NORAYR ŞAHİNYAN
Baron Sarkis Seropyan’la 2012’de tanıştım. Brezilya’nın São Paulo şehrinden İstanbul’a vardığımda elimde yapacağım işle ilgili referans olarak sadece onun ismi, ve kurucu bir üyesi olarak neredeyse içinde yaşadığı, onun “evi”, AGOS gazetesinin adresi vardı. Ben uzun süre önce buradan kaçan, Soykırım’a kanıt oluşturan ailemin ayak izlerini arıyordum.
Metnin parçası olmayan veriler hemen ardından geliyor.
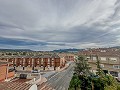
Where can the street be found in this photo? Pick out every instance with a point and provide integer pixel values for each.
(59, 81)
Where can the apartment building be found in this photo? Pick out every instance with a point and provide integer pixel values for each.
(44, 61)
(5, 71)
(109, 59)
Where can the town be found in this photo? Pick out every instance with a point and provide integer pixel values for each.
(40, 70)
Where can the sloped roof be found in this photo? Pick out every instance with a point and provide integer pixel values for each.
(14, 86)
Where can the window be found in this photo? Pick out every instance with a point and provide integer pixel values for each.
(94, 58)
(102, 65)
(88, 57)
(116, 66)
(103, 58)
(113, 59)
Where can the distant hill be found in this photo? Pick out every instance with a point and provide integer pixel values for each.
(67, 50)
(14, 50)
(116, 47)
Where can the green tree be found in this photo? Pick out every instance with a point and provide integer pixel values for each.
(82, 67)
(75, 83)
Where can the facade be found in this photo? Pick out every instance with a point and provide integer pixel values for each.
(109, 59)
(44, 61)
(5, 72)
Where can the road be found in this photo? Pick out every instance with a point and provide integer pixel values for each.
(60, 81)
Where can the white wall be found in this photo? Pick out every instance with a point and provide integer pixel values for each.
(33, 87)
Başka hiçbir şeye ihtiyacım olmadı, Baron Seropyan her şeyimdi. Bilgeliği ve seçkin nezaketiyle bana cesaret ve bilgi verdi.
Sarkis bana taşlara, duvarlara ve insanlara ulaşan yolu gösterdi. Ve dört yıl boyunca, 13 bin kilometre katettiğim arayışlarım süresince bunların hepsiyle ilişkiler yaşadım. Tüm bunlar sayesinde idealimi gerçekleştirdim; onlarla konuşarak aradığım şeyi anlayabiliyor ve bulabiliyordum.
Ve çok daha fazlası: Davamıza hizmet etmeye her an hazır birisini takdir edebiliyor, onunla temasta kalabiliyordum.
Sarkis Seropyan benim taşların ve insanların en güçlü sırlarımızı saklayanlar olduğunu keşfetmemi sağladı.
İnsanların ve kültürün sırlarını, ki bu sırları ondan iyi bilen yoktu.
Huzur içinde yat Baron, ve için rahat olsun, burada, gökyüzünün, ve kadim Ani’mizde belirebilecek her bir gökkuşağının altındayız. Senin hayatını ve mevcudiyetini paylaşma fırsatı elde ettiği için sonsuza kadar minnettar kalacak bir dostun var.